Dr Simonis said the findings showed that women were comparing themselves to a “certain genital appearance” shown online and in pornography – possibly digitally enhanced –without realising there was a range of appearances.
“There are people building a business around labiaplasty, advertising images online of women with prepubertal genitalia, depicting it as the desirable norm and a lifestyle choice,” Dr Simonis said. Labiaplasty involves removing folds of tissue around the vulva.
Dr Ong, also a GP and sexual health physician, said advertisements and social media were calling the procedures “vaginal rejuvenation”, “designer vaginas” and “Barbie-plasty”.
He said it was important that GPs, as first point of contact for many Australian women, were able to advise and reassure women about their genitalia.
“The thing that concerns me as a doctor is that a lot of these procedures are not proven as to their benefits and there are no studies about the long-term effects of having them,” Dr Ong said.
The industry was unregulated and no formal specialist surgical training beyond a medical degree was needed to perform the procedures, he said.
The GPs surveyed thought their patients were influenced by fashion (appearance in clothes), comfort in clothes, perceptions of beauty and pornography, and peer group pressure. ‘Brazilians’ – women removing their pubic hair – had meant that genitalia were more visible to women and their partners.
However, more than half the GPs suspected mental health difficulties such as depression, anxiety, relationship difficulties, partner abuse and body dysmorphic disorder, in women seeking advice for FGCS.
“I think that what this alerts us to is the need to actively engage women in discussion about their relationships and their mental health – surgery is not an answer to mental health issues,” Dr Simonis said.

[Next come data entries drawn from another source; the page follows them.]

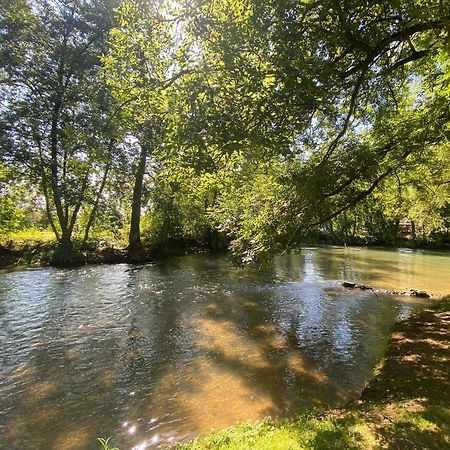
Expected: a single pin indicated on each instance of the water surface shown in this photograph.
(155, 353)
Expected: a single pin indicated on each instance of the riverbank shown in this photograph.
(46, 252)
(404, 406)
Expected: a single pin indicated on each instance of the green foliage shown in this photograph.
(105, 444)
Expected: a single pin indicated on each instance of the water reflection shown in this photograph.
(156, 353)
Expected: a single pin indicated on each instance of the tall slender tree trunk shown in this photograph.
(136, 251)
(94, 209)
(65, 236)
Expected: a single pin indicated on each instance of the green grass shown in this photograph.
(27, 237)
(357, 426)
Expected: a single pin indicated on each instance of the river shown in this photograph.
(157, 353)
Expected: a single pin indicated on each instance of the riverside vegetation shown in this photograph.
(134, 128)
(252, 125)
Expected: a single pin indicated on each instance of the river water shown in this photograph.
(158, 353)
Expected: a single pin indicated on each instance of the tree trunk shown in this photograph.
(136, 251)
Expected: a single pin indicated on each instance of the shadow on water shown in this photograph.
(151, 353)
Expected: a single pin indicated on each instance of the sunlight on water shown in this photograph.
(154, 354)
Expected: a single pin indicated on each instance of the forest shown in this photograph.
(251, 125)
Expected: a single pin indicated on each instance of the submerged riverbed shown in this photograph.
(155, 353)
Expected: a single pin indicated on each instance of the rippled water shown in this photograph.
(155, 353)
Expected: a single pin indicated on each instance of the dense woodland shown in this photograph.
(253, 124)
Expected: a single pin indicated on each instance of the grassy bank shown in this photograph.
(40, 248)
(405, 405)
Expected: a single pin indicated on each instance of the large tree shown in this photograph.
(57, 113)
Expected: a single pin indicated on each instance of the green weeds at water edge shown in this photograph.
(105, 444)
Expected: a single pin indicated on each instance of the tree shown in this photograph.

The popularity of FGCS is growing, mirroring trends in Britain and the US. Australian Government statistics indicate a 140% increase in requests for rebatable vulvoplasty from 640 in 2001 to more than 1500 in 2013, without a concomitant rise in genital disease diagnoses. Medicare has since reviewed the rebate for FGCS and now requires proof of a medical reason for it.
“The figures are only the tip of the iceberg – they only capture the procedures surgeons charge to Medicare,” Dr Ong said.

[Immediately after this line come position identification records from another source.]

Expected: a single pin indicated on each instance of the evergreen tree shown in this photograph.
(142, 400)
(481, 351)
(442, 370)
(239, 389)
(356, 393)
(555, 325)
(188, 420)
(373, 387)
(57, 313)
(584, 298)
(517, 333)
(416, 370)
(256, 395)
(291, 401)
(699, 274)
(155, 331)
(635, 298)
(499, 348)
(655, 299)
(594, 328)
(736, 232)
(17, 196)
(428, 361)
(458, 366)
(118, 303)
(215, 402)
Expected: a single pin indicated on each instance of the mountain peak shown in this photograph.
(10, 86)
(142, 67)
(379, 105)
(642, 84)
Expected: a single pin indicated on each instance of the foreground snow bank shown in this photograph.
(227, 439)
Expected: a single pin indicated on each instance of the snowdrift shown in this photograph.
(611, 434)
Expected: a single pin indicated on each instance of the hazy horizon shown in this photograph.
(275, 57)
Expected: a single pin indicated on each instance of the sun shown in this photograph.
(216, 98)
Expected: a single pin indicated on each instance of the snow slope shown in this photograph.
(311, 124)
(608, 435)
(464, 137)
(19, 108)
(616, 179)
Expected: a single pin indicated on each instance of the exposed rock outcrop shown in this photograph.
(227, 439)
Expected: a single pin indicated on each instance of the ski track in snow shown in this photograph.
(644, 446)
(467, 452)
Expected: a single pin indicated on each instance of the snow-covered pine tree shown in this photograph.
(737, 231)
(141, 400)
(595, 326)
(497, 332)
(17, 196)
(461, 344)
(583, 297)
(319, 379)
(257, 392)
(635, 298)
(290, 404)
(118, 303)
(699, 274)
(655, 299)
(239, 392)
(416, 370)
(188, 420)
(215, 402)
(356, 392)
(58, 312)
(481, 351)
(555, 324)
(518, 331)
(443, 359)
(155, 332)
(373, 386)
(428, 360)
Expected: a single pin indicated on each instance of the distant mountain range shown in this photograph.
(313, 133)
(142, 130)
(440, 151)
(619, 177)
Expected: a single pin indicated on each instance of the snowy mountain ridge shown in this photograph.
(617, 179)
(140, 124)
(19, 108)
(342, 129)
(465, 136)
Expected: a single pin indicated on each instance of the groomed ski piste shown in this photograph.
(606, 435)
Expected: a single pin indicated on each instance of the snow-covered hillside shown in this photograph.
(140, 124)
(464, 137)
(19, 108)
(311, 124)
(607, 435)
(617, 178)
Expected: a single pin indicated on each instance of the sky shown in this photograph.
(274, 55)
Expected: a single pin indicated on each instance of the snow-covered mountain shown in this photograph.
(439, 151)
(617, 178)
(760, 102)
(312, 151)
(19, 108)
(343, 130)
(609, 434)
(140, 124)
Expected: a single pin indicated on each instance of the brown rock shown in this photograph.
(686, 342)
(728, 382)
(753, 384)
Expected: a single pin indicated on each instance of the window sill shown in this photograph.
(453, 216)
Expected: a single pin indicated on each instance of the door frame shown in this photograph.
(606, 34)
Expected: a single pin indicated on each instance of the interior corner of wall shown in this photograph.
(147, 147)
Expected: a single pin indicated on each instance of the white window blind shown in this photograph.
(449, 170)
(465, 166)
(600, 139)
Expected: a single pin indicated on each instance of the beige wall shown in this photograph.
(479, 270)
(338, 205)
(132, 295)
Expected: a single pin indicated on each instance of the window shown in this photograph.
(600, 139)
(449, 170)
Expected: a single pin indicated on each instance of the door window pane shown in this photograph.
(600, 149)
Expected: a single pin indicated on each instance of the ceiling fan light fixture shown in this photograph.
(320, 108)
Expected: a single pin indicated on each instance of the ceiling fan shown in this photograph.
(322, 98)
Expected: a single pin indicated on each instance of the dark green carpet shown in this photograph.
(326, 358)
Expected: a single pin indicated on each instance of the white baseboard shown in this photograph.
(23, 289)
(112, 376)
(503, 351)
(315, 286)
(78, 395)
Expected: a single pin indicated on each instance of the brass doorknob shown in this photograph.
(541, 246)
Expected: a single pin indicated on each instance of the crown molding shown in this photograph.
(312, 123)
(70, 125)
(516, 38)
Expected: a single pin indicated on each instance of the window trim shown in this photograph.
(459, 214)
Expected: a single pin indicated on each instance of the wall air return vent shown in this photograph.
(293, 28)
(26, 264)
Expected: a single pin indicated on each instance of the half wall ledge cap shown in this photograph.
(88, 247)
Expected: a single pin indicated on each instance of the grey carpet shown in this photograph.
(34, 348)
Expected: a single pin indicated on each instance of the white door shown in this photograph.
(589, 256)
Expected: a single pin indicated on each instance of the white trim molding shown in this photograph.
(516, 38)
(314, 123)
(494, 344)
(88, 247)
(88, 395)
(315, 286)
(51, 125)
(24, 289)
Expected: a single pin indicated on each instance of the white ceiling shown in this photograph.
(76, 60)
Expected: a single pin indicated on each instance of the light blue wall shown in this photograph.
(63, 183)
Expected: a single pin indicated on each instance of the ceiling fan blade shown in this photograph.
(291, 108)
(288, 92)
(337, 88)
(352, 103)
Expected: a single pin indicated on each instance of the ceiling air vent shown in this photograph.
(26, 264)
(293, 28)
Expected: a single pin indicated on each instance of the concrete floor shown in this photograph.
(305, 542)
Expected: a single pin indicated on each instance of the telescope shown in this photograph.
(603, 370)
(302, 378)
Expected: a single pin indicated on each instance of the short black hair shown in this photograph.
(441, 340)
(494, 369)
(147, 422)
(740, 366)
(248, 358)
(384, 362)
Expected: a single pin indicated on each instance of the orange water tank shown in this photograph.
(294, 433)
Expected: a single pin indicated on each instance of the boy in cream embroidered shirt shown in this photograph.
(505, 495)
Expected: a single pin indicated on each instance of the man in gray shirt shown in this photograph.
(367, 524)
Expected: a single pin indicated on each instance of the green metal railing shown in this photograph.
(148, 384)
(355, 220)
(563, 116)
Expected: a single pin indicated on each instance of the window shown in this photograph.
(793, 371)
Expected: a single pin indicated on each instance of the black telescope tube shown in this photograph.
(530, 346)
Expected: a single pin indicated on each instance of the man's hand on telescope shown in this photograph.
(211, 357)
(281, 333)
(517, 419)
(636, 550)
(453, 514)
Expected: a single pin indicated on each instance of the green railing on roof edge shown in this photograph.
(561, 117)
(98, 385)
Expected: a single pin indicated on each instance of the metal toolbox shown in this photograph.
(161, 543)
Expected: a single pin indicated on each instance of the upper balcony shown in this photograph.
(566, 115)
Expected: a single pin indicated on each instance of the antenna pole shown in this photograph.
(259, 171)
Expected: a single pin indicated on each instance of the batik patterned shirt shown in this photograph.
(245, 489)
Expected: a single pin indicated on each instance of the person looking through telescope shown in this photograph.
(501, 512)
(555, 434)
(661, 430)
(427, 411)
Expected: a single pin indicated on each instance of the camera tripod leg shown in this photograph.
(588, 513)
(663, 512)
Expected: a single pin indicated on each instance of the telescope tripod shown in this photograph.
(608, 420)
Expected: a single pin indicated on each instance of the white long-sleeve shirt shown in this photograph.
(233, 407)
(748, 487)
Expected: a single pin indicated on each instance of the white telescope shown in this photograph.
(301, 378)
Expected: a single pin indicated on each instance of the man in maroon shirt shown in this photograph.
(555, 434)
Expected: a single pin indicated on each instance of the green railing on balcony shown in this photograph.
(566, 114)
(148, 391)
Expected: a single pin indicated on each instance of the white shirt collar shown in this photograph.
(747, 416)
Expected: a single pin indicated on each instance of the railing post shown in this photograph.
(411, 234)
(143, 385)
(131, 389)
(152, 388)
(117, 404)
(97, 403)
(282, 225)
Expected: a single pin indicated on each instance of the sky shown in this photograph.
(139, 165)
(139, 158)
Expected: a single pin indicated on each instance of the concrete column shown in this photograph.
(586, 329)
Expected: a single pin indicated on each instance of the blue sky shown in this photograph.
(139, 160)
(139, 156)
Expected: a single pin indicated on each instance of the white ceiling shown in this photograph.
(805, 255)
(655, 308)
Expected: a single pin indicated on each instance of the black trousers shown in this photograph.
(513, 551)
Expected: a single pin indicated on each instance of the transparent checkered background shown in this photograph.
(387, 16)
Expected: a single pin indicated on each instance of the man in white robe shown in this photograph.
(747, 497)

Dr Simonis, who became interested in FGCS in 2012 after a patient and her teenage daughter asked about it, has led two smaller qualitative studies and contributed to the guidelines produced by the RACGP.
The researchers caution that the sample of GPs in the study was skewed as the majority who responded were female and primarily interested in women’s health.
Reference: Simonis M, Manocha R, Ong JJ. Female genital cosmetic surgery: a cross-sectional survey exploring knowledge, attitude and practice of general practitioners. BMJ Open. 2016 Sep 26;6(9):e013010. doi: 10.1136/bmjopen-2016-013010.